Kafka Broker Configuration

Java Version

Recommend the latest released version of JDK 1.8, -- LinkedIn is currently running JDK 1.8 u5.

JVM Configuration

Here is a sample for KAFKA_JVM_PERFORMANCE_OPTS

-Xmx8g -Xms8g -XX:MetaspaceSize=96m -XX:+UseG1GC -XX:MaxGCPauseMillis=20 -XX:InitiatingHeapOccupancyPercent=35 -XX:G1HeapRegionSize=16M -XX:MinMetaspaceFreeRatio=50 -XX:MaxMetaspaceFreeRatio=80

Deployment

In at least three data centers with high bandwidth and low latency between them. (Commonly, using three availability zones inside one region of a cloud provider)
- IMPORTANT: the latency/bandwidth between brokers could highly impact the throughput/latency of a producer client.
rack.id could be used to identify brokers from different data centers.

Functionality

Controller
- Maintains leaders/replicas info for partitions.
Partition Replicas
- Leader replica
  - All produce/consume requests go through the leader.
- In-Sync Replica
  - Replicas that are continuously asking for the latest messages; has caught up to the most recent message in 10 seconds (replica.lag.time.max.ms).
  - The preferred in-sync replica would be promoted to new leader while the previous one fails.

OS tuning

(Use sysctl, or edit /etc/sysctl.conf for permanent change)

File descriptor limits
- fs.file-max
- Recommended 100000 or higher.
Maximum number of memory map areas for a process
- vm.max_map_count
- Each log segment uses 2 map areas.
Virtual memory
- It's best to avoid swapping at all costs.
- Set vm.swappiness to a very low value (e.g, 1).
Dirty page
- vm.dirty_background_ratio=5, is appropriate in many situations.
- vm.dirty_ratio=60(~80), is a reasonable number.
Networking
- net.core.wmem_default and net.core.rmem_default, reasonable setting: 131072 (128KB).
- net.core.wmem_max and net.core.rmem_max, reasonable setting: 2097152 (2MB).
- net.ipv4.tcp_wmem and net.ipv4.tcp_rmem, an example setting: 4096 (4KB minimum), 65536 (64KB default), 2048000 (2MB maximum).
- net.ipv4.tcp_window_scaling=1.
- net.ipv4.tcp_max_syn_backlog, should be above 1024 (default) to allow more simultaneous connections.
- net.core.netdev_max_backlog, should be above 1000 (default) to allow more packets to be queued to process.

Disks and File-system

Throughput of the broker disks directly influence the performance of producer clients.
EXT4 and XFS are the most popular choices (XFS with better performance).

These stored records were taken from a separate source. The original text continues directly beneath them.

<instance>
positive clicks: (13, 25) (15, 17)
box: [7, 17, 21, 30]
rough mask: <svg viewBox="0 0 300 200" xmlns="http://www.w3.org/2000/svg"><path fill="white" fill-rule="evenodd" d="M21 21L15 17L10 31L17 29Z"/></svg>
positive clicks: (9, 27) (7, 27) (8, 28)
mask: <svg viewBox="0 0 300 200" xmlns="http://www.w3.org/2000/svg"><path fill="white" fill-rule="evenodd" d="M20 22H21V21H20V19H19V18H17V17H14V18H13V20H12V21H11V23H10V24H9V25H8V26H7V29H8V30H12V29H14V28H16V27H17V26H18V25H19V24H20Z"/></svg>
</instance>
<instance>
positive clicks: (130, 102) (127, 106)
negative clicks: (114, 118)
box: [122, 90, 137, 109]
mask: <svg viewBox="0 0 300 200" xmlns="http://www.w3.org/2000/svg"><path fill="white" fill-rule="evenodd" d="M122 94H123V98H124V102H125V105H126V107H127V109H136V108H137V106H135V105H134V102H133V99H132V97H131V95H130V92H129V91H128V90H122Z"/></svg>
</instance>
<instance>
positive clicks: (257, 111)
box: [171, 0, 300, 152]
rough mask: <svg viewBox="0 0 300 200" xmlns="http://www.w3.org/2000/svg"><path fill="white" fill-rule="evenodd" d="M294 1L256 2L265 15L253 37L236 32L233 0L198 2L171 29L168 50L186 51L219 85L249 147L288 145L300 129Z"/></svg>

Some companies are even trying with ZFS.
Do not use mounted shared drives and any network file systems.
Do not share the same drives used for Kafka data with other applications to ensure good latency.

Broker Settings

Auto-created Topics
- With auto.create.topics.enable=true, a topic could be created while,
  1. A producer starts writing messages to the topic.
  2. A consumer starts reading messages from the topic.
  3. Any client requests metadata for the topic.
- The auto-created topics might not be what you want
  
  You might want to override some default configurations
  1. default.replication.factor=3
    - We recommend a replication factor of 3 (at least) for any topic where availability is an issue.
    - The replication factor should be no more than the number of brokers.
  2. offsets.topic.replication.factor=3
    - It's for the internal topic __consumer_offsets, -- auto-topic-creation will fail with a GROUP_COORDINATOR_NOT_AVAILABLE error if the cluster can't meet this replication factor requirement.
  3. num.partitions=5 (or whatever you want)
- Unclean leader election
  - Set unclean.leader.election.enable=false to avoid out-of-sync replicas.
- Minimal in-sync replicas
  - Set min.insync.replicas=2 (at least) for fault-tolerant.
- Log
  - log.retention.bytes and log.retention.ms/hours, -- the log segment will be cleared if it exceeds the limits.
  - log.segment.bytes and log.segment.ms, -- a new log segment will be created if any of the limits is reached.
- Threads for recovery
  - num.recovery.threads.per.data.dir (default 1), could be a larger number to speed up opening/closing log segments, recovering from failure, etc.
- Maximum message size supported
  - message.max.bytes (default 1000012).
  - replica.fetch.max.bytes MUST be larger than message.max.bytes.
  - MUST be coordinated with (lower than) the fetch.message.max.bytes configuration of consumer clients.
  - MUST be coordinated (same) with the message.max.bytes configuration of producer clients.

Performance tips

Factors: Memory, Disk, Partitions, and Ethernet bandwidth.
Partitions could be used to improve throughput, by using multiple Producers/Consumers.
Suggests that limiting the size of the partition on the disk to less than 6 GB per day of retention often gives satisfactory results.